Jika orang-orang yang meriwayatkan hadits itu adalah ahli bid’ah, maka mereka
tidak mengambilnya.”
Berdasarkan hal ini, maka suatu
berita tidak bisa diterima kecuali setelah diketahui sanadnya. Karena itu
muncullah ilmu jarh wa ta’dil, ilmu mengenai ucapan para perawi, cara
untuk mengetahui bersambung (muttashil) atau terputus (munqathi’)-nya
sanad, mengetahui cacat-cacat yang tersembunyi. Muncul pula ucapan-ucapan
(sebagai tambahan dari hadits) sebagian perawi meskipun sangat sedikit karena
masih sedikitnya para perawi yang tercela pada masa-masa awal. Kemudian para
ulama dalam bidang itu semakin banyak, hingga muncul berbagai pembahasan di
dalam banyak cabang ilmu yang terkait dengan hadits, baik dari aspek ke-dlabithan-nya,
tata cara menerima dan menyampaikannya, pengetahuan tentang hadits-hadits yang nasikh
(menghapus) dari hadits-hadits yang di-mansukh (dihapus), pengetahuan
tentang hadits-hadits yang gharib (asing/menyendiri), dan lain-lain.
Semua itu masih disampaikan ulama secara lisan.
Lalu, masalah itu semakin
berkembang.
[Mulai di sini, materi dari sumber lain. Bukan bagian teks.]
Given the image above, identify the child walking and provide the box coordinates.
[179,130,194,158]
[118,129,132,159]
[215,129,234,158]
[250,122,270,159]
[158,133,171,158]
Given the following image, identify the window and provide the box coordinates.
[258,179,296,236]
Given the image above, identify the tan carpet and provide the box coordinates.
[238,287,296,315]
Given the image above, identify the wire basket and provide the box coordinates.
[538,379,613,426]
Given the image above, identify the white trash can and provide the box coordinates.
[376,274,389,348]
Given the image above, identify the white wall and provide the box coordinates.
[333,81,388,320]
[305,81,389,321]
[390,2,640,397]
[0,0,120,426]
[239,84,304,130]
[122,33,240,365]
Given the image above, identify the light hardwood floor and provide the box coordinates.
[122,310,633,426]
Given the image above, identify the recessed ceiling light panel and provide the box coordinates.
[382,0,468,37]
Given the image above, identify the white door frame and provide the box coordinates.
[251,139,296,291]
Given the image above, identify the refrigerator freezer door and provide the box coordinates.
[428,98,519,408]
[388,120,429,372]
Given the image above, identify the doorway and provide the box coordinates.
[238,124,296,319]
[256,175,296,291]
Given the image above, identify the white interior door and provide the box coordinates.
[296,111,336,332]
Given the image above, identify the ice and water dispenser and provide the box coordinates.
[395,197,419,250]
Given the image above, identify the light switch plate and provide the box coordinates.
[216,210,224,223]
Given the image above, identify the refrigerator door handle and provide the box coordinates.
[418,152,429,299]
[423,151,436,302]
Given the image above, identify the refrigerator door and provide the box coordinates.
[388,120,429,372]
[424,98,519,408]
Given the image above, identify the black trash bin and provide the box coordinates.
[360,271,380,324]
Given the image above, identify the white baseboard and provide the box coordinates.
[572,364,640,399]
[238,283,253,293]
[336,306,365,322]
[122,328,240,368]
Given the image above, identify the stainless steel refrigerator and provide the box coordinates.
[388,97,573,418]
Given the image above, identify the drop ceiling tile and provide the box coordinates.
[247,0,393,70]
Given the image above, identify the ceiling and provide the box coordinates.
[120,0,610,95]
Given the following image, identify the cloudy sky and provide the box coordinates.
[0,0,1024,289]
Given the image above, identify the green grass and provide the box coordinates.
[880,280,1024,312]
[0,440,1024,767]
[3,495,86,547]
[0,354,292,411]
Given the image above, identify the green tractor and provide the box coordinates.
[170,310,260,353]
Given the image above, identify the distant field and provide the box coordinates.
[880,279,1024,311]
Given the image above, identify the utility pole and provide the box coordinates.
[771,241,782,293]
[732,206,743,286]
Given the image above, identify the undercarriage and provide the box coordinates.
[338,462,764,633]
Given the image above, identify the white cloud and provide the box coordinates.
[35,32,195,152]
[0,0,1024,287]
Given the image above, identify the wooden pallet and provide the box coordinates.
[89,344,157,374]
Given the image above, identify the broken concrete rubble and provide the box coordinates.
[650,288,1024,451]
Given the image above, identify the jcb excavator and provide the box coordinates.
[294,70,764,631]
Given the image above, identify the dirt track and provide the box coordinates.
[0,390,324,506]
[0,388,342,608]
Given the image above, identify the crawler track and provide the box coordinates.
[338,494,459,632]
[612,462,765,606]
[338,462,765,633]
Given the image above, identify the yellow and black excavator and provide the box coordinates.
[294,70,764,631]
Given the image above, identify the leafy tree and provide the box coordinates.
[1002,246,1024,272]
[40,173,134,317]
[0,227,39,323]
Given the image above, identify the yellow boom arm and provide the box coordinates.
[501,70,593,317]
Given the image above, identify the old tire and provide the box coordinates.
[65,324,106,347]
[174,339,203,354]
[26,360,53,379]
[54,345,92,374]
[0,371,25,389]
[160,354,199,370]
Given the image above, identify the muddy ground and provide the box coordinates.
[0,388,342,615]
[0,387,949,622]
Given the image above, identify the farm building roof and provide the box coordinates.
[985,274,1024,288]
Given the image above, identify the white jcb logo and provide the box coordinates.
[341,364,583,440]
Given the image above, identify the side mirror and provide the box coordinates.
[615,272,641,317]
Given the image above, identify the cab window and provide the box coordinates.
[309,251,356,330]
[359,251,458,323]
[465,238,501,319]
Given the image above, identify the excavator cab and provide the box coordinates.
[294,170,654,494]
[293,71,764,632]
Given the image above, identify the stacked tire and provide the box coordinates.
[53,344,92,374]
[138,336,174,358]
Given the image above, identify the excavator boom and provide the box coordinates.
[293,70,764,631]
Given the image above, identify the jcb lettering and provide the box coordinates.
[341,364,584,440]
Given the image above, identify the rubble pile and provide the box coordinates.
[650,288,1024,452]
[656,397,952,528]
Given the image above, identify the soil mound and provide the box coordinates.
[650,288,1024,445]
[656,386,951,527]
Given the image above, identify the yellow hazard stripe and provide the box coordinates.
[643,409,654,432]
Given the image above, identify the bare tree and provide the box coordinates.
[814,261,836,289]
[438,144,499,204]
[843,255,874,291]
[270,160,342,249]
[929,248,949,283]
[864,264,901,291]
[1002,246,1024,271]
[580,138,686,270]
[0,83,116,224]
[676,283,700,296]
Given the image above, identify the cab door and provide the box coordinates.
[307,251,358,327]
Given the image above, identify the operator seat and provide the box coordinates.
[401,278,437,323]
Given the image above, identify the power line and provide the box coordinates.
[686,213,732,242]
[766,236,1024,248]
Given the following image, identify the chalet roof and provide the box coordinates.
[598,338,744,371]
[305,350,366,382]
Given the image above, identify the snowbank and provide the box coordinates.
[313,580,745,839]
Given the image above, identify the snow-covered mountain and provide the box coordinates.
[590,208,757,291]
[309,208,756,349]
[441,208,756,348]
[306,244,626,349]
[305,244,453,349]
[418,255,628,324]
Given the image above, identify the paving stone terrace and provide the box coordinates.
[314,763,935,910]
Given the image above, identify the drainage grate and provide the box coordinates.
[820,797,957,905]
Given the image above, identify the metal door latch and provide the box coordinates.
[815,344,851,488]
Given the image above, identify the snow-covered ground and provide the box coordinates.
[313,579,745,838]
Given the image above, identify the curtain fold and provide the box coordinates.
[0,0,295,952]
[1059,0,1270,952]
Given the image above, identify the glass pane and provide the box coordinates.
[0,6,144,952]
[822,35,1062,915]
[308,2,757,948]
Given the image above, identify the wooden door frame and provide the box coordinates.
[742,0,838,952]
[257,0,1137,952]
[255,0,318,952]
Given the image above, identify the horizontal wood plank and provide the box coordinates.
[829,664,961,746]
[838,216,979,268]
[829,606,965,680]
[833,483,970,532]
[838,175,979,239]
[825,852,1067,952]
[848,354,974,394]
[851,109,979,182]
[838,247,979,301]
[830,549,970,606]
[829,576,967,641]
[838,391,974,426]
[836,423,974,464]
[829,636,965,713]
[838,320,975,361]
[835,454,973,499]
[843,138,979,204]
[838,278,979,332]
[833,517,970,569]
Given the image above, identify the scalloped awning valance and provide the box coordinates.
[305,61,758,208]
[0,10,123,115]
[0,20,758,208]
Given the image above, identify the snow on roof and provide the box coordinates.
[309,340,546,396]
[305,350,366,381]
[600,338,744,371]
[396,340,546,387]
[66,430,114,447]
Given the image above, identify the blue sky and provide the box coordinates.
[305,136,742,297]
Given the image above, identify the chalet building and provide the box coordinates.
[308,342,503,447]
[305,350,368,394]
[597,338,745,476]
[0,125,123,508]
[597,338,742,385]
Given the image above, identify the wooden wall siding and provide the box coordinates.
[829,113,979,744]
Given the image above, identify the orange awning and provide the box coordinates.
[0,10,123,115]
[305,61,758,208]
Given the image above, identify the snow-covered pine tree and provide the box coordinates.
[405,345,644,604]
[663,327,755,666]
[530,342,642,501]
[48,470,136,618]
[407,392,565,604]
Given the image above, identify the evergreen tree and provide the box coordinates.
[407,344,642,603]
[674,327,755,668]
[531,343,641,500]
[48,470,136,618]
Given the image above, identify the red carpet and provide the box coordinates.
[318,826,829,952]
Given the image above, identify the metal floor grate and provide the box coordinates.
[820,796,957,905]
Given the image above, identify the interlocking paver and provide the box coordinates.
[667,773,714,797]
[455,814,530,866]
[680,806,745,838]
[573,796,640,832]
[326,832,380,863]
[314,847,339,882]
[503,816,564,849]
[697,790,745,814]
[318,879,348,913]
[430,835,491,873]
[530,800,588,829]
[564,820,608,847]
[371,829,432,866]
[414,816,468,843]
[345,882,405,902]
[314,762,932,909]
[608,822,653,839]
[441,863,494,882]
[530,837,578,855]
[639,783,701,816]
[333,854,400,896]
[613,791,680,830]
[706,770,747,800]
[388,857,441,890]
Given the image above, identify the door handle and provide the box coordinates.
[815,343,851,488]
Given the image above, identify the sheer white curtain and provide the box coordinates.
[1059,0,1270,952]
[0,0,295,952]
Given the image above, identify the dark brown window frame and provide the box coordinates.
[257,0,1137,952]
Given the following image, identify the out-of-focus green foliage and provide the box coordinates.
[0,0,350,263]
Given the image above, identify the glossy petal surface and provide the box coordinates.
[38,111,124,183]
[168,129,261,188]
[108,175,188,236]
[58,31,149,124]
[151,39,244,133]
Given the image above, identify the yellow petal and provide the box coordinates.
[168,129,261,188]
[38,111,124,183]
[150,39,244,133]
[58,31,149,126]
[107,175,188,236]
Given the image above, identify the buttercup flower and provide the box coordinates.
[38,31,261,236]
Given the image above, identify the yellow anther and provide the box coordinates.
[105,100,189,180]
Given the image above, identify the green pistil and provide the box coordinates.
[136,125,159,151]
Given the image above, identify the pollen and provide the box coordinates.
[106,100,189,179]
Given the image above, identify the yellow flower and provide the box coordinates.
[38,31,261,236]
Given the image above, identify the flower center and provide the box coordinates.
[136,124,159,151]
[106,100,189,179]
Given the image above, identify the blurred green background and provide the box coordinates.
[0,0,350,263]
Lama kelamaan ilmu hadits ini mulai ditulis dan dibukukan, akan
tetapi masih terserak diberbagai tempat di dalam kitab-kitab lain yang
bercampur dengan ilmu-ilmu lain, seperti ilmu ushul, fiqh, dan ilmu hadits.
Contohnya ilmu Ar-Risalah dan Al-Umm Imam Syafi’i.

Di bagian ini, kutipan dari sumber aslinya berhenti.